Maybe we should get rid of ifuncs

Michael Meissner meissner@linux.ibm.com
Thu May 2 02:59:37 GMT 2024


On Sat, Apr 27, 2024 at 07:24:05PM -0500, Peter Bergner wrote:
> On 4/24/24 9:43 AM, Zack Weinberg wrote:
> > I'm very curious what the plan for function multiversioning in GCC
> > and LLVM is, and how close to declarative it gets.
> 
> GCC (at least on powerpc) already supports it via the target_clones
> attribute.  See gcc/testsuite/gcc.target/powerpc/clone*.c for examples.
> Basically, it looks like (from clone3.c):
> 
> __attribute__((target_clones("cpu=power10,cpu=power9,default")))
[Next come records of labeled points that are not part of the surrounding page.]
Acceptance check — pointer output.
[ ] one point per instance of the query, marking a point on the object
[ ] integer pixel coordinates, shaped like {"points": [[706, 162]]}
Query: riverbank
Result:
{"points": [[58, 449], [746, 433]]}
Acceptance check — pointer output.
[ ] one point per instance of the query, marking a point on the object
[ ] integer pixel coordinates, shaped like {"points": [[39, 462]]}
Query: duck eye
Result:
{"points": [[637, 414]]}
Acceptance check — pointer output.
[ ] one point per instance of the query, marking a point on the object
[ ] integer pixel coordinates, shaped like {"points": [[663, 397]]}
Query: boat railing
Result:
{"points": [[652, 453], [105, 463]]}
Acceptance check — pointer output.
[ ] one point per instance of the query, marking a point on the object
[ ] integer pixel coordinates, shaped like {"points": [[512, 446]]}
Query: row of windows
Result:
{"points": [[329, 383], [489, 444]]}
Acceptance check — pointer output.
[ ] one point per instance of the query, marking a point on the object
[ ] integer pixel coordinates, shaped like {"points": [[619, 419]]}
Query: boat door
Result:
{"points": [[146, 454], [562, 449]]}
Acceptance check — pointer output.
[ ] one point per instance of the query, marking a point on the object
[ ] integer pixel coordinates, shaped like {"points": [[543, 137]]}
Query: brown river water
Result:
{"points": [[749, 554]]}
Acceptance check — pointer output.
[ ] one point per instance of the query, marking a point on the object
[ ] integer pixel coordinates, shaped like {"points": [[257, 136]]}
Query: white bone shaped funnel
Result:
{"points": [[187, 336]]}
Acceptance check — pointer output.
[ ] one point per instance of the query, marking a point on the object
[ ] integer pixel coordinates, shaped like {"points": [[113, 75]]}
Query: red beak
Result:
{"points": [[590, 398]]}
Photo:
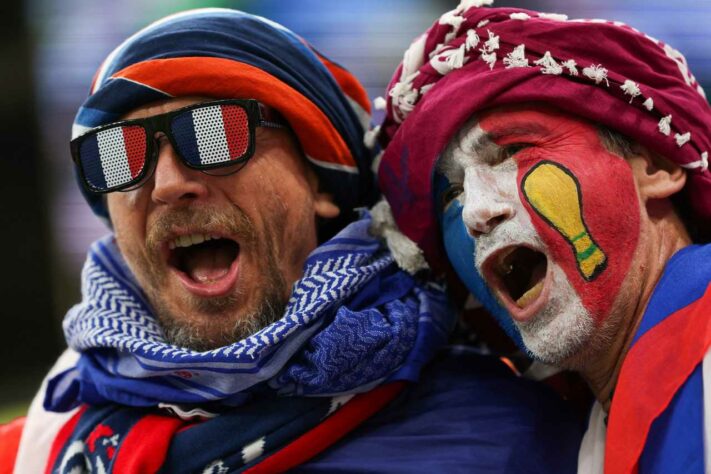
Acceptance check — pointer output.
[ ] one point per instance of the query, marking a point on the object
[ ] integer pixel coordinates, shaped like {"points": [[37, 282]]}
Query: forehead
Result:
{"points": [[531, 124]]}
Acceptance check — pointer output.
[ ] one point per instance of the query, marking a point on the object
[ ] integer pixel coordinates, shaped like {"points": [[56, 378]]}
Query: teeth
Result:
{"points": [[192, 239]]}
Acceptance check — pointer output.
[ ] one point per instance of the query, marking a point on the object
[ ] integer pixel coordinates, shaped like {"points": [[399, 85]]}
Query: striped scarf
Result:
{"points": [[353, 321]]}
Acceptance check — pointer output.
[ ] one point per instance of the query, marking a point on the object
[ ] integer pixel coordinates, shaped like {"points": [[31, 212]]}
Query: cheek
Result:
{"points": [[460, 249], [584, 204]]}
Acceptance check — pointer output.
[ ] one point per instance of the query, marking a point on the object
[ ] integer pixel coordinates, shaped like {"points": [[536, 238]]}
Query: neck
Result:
{"points": [[659, 240]]}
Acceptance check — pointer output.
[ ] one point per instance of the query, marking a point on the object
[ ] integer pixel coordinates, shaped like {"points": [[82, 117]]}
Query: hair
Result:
{"points": [[620, 144]]}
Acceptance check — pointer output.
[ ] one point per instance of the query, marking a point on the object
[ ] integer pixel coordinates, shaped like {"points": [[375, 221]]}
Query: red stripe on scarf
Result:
{"points": [[10, 434], [332, 429], [145, 446], [653, 371], [62, 437], [196, 76]]}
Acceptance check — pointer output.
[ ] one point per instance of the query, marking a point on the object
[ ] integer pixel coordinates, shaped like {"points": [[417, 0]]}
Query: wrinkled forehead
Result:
{"points": [[481, 138]]}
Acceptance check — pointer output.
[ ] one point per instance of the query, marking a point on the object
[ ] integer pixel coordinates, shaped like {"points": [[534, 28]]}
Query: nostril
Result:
{"points": [[496, 220]]}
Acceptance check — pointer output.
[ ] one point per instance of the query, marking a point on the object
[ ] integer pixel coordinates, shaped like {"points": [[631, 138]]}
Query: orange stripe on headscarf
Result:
{"points": [[225, 78]]}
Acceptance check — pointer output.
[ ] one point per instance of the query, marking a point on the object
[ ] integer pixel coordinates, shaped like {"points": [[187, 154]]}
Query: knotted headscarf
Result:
{"points": [[225, 53], [475, 58]]}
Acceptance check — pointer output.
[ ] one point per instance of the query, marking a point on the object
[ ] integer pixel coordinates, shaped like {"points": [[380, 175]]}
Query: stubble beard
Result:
{"points": [[216, 324], [562, 329]]}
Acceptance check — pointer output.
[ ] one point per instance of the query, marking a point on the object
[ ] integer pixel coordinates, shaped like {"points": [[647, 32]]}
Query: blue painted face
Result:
{"points": [[460, 251]]}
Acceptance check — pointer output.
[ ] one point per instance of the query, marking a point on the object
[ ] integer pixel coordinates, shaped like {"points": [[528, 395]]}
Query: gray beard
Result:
{"points": [[216, 332], [195, 337]]}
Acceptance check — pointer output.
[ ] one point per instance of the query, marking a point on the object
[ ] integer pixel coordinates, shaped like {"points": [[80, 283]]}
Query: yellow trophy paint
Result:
{"points": [[554, 194]]}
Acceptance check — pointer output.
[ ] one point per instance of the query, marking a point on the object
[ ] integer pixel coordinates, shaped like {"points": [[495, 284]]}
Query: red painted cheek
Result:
{"points": [[583, 202]]}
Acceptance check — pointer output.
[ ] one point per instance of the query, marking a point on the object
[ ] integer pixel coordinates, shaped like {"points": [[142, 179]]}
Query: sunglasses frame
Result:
{"points": [[257, 116]]}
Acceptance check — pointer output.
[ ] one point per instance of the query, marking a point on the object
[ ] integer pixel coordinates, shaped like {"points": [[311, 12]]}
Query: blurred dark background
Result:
{"points": [[48, 54]]}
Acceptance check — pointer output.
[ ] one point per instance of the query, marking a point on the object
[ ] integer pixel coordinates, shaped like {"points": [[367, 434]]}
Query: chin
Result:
{"points": [[562, 329]]}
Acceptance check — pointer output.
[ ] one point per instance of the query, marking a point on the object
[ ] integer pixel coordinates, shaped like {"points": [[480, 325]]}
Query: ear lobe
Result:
{"points": [[657, 177], [325, 207]]}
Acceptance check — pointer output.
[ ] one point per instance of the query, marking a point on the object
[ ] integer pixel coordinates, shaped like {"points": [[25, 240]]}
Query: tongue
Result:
{"points": [[206, 264]]}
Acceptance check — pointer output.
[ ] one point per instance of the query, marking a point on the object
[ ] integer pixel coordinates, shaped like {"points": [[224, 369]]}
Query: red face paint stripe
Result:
{"points": [[664, 358], [234, 120], [134, 139], [197, 76]]}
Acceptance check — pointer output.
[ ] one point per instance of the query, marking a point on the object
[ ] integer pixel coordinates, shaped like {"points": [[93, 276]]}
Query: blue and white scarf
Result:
{"points": [[354, 320]]}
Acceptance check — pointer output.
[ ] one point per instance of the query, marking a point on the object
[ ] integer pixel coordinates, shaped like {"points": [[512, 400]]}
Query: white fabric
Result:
{"points": [[42, 426], [591, 457]]}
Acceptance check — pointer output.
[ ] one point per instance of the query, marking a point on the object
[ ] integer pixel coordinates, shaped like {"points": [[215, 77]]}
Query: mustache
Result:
{"points": [[230, 221]]}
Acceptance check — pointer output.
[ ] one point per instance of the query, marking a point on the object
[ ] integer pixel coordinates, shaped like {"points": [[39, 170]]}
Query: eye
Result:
{"points": [[451, 193]]}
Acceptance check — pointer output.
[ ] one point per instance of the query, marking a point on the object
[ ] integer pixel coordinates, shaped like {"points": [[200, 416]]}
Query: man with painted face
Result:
{"points": [[224, 327], [562, 166]]}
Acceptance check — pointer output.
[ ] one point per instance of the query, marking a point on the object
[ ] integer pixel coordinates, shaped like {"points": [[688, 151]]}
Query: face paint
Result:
{"points": [[459, 246], [563, 211], [581, 198]]}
> long mod_func (long a, long b)
> {
>   return (a % b) + s;
> }
> 
> long mod_func_or (long a, long b, long c)
> {
>   return mod_func (a, b) | c;
> }
> 
> 
> Mike knows how this works better than I, but GCC automatically emits an
> ifunc resolver for the different clones and looks to use the HWCAP*
> architecture mask associated with the cpu we're compiling for.
> The "default" function being called in the case our ifunc resolver
> doesn't match any of the HWCAP* masks from the cpus we're compiling
> for.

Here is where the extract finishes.